Liebe Schwestern und Brüder, das Rad der Geschichte läßt sich nicht zurückdrehen, vom Anthropzän ins Holozän, vom homo deus zum homo sapiens. Künstliche Intelligenz ist in der Welt und läßt sich nicht mehr abschaffen. Aber sie ist eine Stimme neben anderen Stimmen. Daneben gibt es immer noch die Stimme meines Gewissens. Von dieser Stimme spricht das heutige Evangelium in einem Bild: Gott ist wie ein guter Hirte, und die Menschen sind wie Schafe, die gut daran tun, seiner Stimme zu folgen. Diese Stimme ist meine innere Stimme. Sie kommt nicht aus einem Computer. Ich höre sie nur, wenn ich zu mir gehe, in meine Stille, in mein Schweigen.

 

Ein schönes Beispiel dafür, wie diese Stimme Leben rettet, finden wir in Hanns-Josef Ortheils Erfolgsroman Roman „Die Erfindung des Lebens“. Er schildert in weiten Teilen sein eigenes Leben. Johannes, die Hauptfigur des Romans, alias Hanns Josef Ortheil, ist das letzte von 5 Kindern. Alle vier Brüder sind im jungen Alter vor ihm gestorben. An der Beerdigung des vierten Kindes kann die Mutter nicht teilnehmen. Ihr hatte es die Sprache genommen und die Nerven geraubt. Am Grab beginnen alle zu schluchzen und zu weinen. Am Ende versagt selbst dem Pfarrer die Stimme. Es war furchtbar. Niemand wusste mehr einen Ausweg. Da trat der Vater des Kindes ans Grab, schnäuzte sich, atmete mehrmals tief durch und sprach mit fester Stimme: „Der Herr ist meine Hirte, nichts wird mir fehlen, muss ich auch wandern durch Todschattenschluchten, ich fürchte mich nicht, denn Du bist bei mir.“ Klar und deutlich spricht er den Psalm von guten Hirten zu Ende.

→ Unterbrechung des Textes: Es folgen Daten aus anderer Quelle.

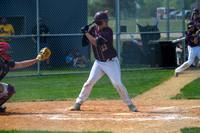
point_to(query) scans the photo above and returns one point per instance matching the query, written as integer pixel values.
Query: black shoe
(2, 108)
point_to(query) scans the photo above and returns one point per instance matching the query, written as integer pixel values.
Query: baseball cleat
(75, 107)
(2, 108)
(132, 108)
(176, 74)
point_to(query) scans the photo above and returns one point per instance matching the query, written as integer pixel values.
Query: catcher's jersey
(105, 51)
(5, 67)
(190, 38)
(6, 30)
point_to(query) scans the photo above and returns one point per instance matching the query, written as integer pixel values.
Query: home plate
(123, 114)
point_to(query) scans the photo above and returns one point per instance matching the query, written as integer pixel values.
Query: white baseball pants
(112, 69)
(192, 53)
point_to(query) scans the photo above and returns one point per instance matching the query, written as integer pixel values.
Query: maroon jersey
(196, 22)
(190, 38)
(105, 51)
(5, 67)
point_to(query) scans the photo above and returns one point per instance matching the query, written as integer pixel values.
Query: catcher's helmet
(5, 51)
(100, 16)
(195, 10)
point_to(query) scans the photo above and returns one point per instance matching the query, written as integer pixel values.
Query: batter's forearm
(25, 64)
(91, 39)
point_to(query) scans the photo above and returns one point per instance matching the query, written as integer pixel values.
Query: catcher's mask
(5, 51)
(100, 16)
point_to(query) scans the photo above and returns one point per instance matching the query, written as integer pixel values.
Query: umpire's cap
(190, 24)
(101, 16)
(195, 10)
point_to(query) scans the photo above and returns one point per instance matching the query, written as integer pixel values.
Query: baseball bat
(178, 40)
(107, 12)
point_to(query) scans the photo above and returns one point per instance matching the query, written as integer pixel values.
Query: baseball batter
(6, 62)
(192, 40)
(101, 38)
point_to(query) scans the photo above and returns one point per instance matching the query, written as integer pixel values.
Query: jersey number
(104, 47)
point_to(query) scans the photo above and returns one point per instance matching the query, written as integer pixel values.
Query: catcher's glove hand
(44, 54)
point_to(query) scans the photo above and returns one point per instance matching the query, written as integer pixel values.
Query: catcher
(6, 63)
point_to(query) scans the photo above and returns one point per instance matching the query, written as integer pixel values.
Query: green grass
(19, 131)
(190, 91)
(191, 130)
(63, 87)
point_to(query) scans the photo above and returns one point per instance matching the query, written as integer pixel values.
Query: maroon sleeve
(12, 64)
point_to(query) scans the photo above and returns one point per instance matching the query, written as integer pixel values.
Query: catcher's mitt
(44, 54)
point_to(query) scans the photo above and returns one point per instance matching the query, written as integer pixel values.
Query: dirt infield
(158, 114)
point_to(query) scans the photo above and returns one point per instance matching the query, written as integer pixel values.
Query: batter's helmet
(5, 51)
(190, 23)
(100, 16)
(195, 10)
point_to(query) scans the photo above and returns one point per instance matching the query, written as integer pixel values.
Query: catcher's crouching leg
(8, 91)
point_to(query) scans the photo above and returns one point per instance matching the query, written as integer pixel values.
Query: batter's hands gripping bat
(85, 28)
(107, 12)
(44, 54)
(178, 40)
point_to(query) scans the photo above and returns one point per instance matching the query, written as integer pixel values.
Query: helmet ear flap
(99, 23)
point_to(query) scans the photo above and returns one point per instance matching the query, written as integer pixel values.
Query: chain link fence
(138, 27)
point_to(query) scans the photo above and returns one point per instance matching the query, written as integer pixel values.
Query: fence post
(117, 27)
(38, 34)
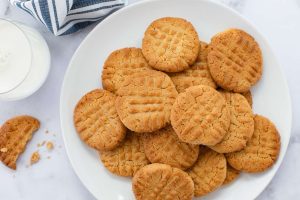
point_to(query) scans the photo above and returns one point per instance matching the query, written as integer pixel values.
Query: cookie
(126, 159)
(197, 74)
(262, 149)
(209, 172)
(248, 96)
(200, 116)
(97, 122)
(170, 44)
(163, 146)
(241, 124)
(122, 63)
(235, 60)
(231, 175)
(162, 182)
(145, 100)
(14, 136)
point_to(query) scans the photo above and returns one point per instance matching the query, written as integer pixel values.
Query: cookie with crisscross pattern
(164, 146)
(14, 136)
(235, 60)
(241, 124)
(126, 159)
(145, 100)
(170, 44)
(197, 74)
(261, 151)
(122, 63)
(209, 172)
(97, 122)
(200, 116)
(162, 182)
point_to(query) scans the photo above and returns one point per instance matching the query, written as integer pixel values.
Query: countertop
(53, 177)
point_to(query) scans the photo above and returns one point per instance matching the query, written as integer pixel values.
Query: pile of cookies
(176, 114)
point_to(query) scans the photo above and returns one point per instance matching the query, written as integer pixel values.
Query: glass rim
(14, 24)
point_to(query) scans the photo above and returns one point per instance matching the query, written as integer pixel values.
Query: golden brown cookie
(209, 172)
(163, 146)
(126, 159)
(200, 116)
(170, 44)
(241, 124)
(231, 175)
(144, 101)
(97, 122)
(248, 96)
(197, 74)
(262, 149)
(235, 60)
(122, 63)
(162, 182)
(14, 136)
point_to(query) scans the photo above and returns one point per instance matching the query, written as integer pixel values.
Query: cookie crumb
(49, 145)
(4, 150)
(35, 157)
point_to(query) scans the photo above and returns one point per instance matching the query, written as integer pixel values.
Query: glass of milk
(24, 60)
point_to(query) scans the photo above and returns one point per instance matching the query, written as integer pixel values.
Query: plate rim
(223, 6)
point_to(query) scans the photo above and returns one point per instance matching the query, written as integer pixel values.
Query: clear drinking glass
(24, 60)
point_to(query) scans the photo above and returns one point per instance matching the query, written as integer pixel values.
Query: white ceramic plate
(125, 28)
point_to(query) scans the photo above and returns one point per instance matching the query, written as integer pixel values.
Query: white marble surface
(278, 20)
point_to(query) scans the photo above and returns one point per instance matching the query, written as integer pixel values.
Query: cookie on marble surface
(209, 172)
(126, 159)
(231, 175)
(200, 116)
(235, 60)
(97, 122)
(163, 146)
(122, 63)
(170, 44)
(262, 149)
(145, 100)
(14, 136)
(197, 74)
(162, 182)
(241, 124)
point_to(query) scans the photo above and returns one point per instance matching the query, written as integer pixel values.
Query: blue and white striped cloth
(63, 17)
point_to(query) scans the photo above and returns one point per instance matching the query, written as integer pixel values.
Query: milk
(24, 61)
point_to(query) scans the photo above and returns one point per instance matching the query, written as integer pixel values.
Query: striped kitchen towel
(63, 17)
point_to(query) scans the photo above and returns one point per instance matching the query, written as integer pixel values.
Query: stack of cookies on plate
(176, 115)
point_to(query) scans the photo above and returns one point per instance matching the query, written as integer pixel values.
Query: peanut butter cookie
(200, 116)
(262, 149)
(197, 74)
(122, 63)
(235, 60)
(170, 44)
(162, 182)
(14, 136)
(163, 146)
(241, 124)
(145, 100)
(126, 159)
(209, 172)
(97, 122)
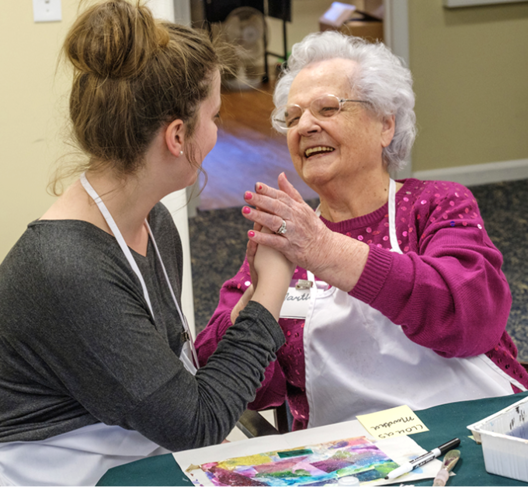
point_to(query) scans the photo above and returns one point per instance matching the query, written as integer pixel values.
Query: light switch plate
(47, 10)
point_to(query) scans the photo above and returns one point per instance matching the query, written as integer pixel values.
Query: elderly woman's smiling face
(335, 149)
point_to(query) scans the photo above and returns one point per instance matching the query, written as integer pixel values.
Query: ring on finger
(282, 229)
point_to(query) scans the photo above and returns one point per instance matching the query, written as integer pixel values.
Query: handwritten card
(392, 422)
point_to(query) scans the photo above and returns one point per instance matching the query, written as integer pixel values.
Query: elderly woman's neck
(347, 200)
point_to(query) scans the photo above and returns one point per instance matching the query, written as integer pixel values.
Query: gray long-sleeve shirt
(78, 344)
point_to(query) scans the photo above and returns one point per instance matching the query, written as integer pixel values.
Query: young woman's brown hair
(132, 74)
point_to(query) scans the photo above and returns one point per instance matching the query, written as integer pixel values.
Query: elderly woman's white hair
(381, 79)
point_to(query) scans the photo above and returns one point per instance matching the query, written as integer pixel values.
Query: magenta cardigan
(446, 290)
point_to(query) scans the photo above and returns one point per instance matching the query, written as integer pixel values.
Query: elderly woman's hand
(274, 273)
(306, 241)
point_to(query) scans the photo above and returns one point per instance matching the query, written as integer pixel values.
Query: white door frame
(396, 34)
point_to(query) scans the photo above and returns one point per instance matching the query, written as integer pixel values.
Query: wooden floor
(248, 150)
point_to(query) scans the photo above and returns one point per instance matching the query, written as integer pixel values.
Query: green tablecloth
(444, 422)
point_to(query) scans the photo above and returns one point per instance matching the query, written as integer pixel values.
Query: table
(444, 422)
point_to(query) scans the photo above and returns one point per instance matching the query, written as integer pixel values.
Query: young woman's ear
(175, 136)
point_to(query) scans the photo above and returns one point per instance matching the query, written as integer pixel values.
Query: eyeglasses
(321, 108)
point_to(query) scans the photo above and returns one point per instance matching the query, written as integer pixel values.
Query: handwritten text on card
(392, 422)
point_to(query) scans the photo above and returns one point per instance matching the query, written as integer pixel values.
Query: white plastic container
(504, 439)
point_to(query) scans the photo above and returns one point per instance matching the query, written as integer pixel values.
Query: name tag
(295, 305)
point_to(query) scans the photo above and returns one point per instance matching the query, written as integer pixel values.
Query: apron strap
(395, 247)
(126, 251)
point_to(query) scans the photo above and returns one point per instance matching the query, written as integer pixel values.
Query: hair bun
(114, 39)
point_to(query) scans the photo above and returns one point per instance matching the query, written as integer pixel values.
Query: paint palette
(316, 465)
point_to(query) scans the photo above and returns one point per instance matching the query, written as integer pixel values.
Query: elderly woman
(400, 296)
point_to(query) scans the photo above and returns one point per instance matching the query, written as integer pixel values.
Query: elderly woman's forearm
(457, 305)
(341, 261)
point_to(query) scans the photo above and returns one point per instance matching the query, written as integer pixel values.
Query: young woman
(97, 366)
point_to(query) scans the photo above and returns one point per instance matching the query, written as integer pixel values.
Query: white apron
(358, 361)
(82, 456)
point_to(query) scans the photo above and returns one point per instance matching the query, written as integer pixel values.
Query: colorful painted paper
(315, 465)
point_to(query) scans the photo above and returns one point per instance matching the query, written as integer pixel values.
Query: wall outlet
(47, 10)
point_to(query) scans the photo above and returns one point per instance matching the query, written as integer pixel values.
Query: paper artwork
(315, 465)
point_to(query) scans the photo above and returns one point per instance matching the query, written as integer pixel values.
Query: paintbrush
(450, 459)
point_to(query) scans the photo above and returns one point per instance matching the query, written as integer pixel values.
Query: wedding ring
(282, 228)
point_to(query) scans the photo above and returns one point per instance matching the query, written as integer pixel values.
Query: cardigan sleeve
(272, 392)
(448, 293)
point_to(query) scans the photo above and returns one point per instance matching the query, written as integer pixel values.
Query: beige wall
(470, 68)
(32, 106)
(471, 79)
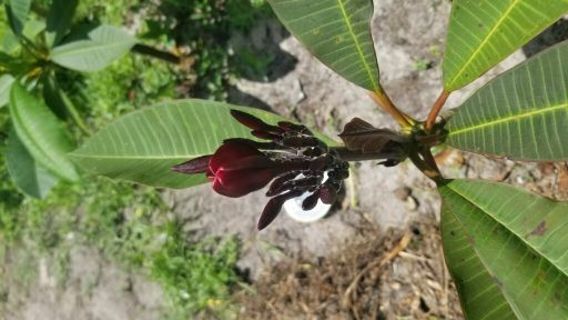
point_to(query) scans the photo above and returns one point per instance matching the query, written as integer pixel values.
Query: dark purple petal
(300, 142)
(273, 207)
(310, 202)
(289, 126)
(254, 123)
(277, 185)
(252, 143)
(303, 184)
(237, 183)
(265, 135)
(197, 165)
(327, 193)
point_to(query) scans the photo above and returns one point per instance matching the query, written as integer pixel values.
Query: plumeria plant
(506, 248)
(40, 46)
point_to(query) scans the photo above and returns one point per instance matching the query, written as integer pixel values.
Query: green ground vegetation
(131, 224)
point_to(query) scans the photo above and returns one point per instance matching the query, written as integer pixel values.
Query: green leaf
(506, 250)
(482, 33)
(6, 81)
(59, 19)
(143, 145)
(522, 114)
(41, 133)
(28, 176)
(337, 33)
(17, 11)
(103, 45)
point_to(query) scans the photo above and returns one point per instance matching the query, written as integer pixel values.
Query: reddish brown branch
(436, 108)
(383, 100)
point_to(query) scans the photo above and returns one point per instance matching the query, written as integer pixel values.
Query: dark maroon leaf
(359, 135)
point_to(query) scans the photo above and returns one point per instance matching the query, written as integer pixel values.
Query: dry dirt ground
(378, 255)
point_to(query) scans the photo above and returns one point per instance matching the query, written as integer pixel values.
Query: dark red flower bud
(295, 159)
(236, 169)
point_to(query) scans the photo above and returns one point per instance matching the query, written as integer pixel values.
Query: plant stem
(156, 53)
(436, 108)
(348, 155)
(383, 100)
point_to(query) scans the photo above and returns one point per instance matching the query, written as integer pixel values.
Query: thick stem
(424, 160)
(155, 53)
(383, 100)
(436, 108)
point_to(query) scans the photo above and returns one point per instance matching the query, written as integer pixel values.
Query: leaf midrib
(501, 223)
(515, 117)
(483, 43)
(30, 136)
(357, 45)
(479, 256)
(127, 157)
(69, 52)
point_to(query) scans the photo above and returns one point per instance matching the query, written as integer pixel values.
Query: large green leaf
(58, 20)
(507, 251)
(102, 46)
(482, 33)
(522, 114)
(41, 133)
(6, 81)
(28, 176)
(143, 146)
(17, 11)
(337, 33)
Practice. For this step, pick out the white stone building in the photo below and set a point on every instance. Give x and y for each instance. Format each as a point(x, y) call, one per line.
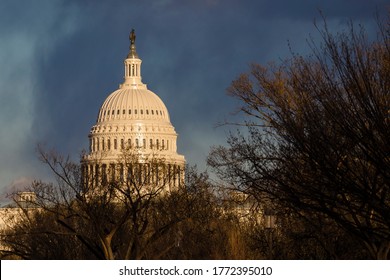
point(133, 120)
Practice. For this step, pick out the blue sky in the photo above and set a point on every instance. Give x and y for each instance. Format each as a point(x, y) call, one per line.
point(61, 58)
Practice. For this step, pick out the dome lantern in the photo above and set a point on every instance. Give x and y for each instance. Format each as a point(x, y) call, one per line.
point(132, 64)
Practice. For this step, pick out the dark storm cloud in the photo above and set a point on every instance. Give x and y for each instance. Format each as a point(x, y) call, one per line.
point(62, 58)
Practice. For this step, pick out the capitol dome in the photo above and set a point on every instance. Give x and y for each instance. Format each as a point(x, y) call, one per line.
point(132, 118)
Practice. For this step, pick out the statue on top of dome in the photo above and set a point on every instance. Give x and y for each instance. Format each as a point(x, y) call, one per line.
point(132, 36)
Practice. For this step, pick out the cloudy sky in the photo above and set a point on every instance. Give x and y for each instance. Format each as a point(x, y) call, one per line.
point(59, 60)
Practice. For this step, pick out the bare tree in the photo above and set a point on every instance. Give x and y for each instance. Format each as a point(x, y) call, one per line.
point(318, 135)
point(107, 214)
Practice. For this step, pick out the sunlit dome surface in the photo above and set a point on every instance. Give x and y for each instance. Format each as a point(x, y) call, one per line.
point(133, 117)
point(133, 104)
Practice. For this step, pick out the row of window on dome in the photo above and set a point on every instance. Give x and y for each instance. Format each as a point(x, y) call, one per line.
point(97, 144)
point(141, 173)
point(135, 112)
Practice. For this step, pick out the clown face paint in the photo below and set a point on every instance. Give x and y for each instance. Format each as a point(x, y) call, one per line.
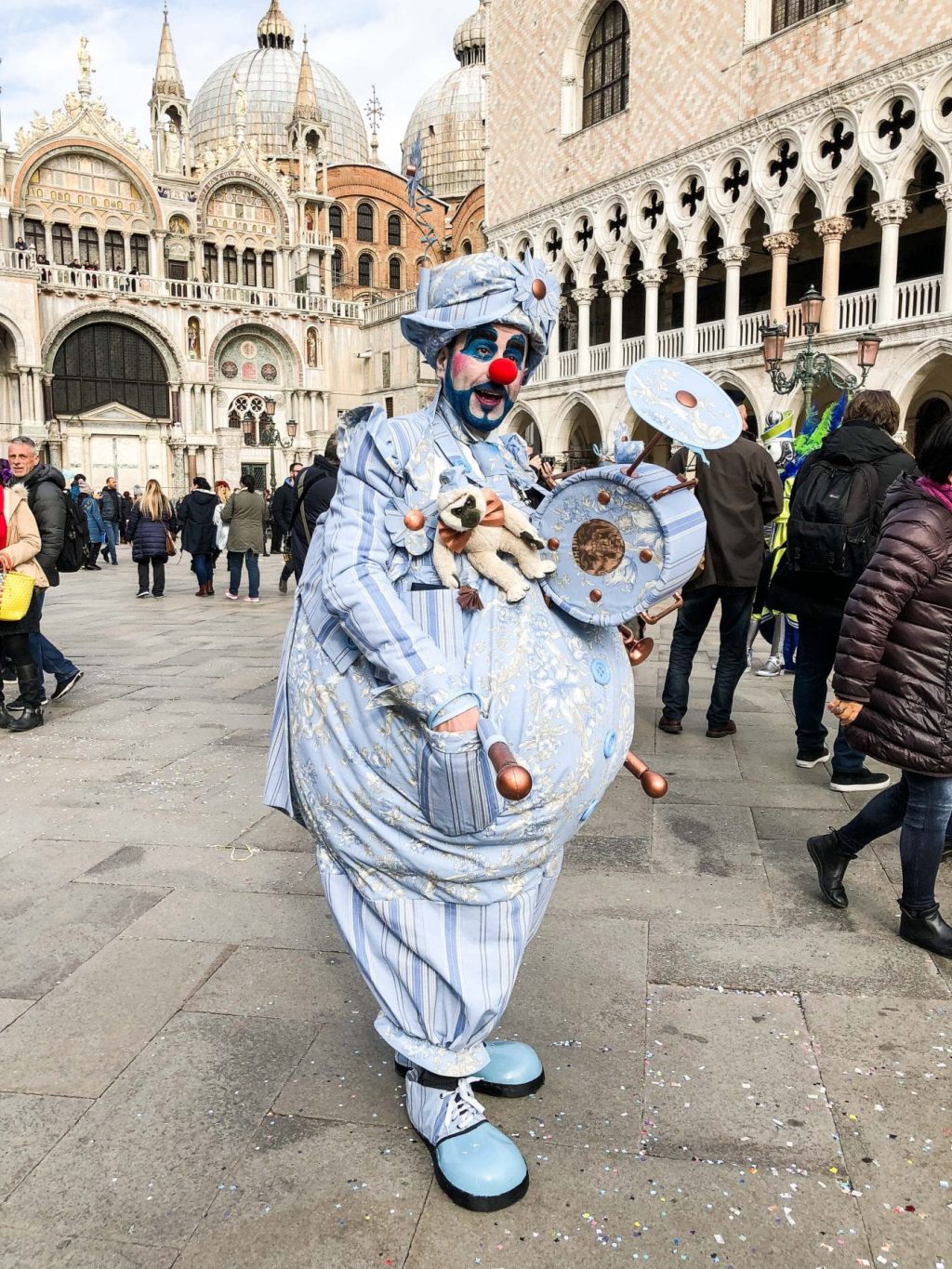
point(476, 400)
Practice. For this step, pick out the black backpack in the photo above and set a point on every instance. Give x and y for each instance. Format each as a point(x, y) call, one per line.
point(75, 541)
point(834, 518)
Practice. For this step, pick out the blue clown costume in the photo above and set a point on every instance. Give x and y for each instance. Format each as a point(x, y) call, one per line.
point(435, 882)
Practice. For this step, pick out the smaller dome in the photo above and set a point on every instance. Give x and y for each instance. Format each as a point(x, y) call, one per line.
point(469, 38)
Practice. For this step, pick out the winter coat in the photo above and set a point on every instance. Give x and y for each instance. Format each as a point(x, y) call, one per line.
point(94, 518)
point(197, 522)
point(45, 487)
point(23, 541)
point(245, 514)
point(820, 595)
point(895, 647)
point(739, 494)
point(149, 535)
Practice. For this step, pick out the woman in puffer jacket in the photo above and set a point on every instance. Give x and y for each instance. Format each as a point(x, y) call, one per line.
point(892, 688)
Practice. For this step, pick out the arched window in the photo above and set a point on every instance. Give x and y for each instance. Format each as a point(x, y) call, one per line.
point(230, 265)
point(605, 77)
point(106, 362)
point(364, 222)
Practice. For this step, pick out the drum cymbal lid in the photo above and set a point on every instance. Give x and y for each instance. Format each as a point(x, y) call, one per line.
point(680, 402)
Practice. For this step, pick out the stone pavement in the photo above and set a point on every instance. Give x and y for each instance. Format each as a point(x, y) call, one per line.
point(188, 1070)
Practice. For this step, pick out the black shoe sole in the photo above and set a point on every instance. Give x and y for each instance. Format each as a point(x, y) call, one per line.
point(493, 1091)
point(478, 1202)
point(815, 857)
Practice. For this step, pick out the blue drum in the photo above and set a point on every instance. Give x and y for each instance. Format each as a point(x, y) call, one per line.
point(618, 546)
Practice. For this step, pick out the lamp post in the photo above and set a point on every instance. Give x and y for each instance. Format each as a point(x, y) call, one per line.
point(810, 367)
point(268, 433)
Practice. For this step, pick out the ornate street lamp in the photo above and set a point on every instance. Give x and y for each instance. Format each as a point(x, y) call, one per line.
point(810, 367)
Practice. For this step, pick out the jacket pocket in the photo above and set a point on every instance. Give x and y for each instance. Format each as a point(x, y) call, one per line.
point(455, 778)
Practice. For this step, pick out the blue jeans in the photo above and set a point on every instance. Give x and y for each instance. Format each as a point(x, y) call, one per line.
point(254, 576)
point(205, 569)
point(920, 805)
point(112, 537)
point(47, 656)
point(694, 618)
point(816, 651)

Seit ich davon erfuhr, sagt Johannes, sagt Hanns-Josef, der einzig überlebende Sohn, beginne ich jeden meiner Tage mit dem Satz: Guter Hirte sei an meiner Seite, o Gott komm mir zur Hilfe, Herr eile mir zu helfen; Heute!!

Liebe Mitchristen, nutzen Sie die Computersprache, nutzen Sie auch KI, aber erwarten Sie nicht die Rettung von ihr. Folgen Sie der Stimme ihres Gewissens und sagen sich jeden Morgen; O Gott, komm mir zur Hilfe, Herr eile mir zu helfen; Heute!!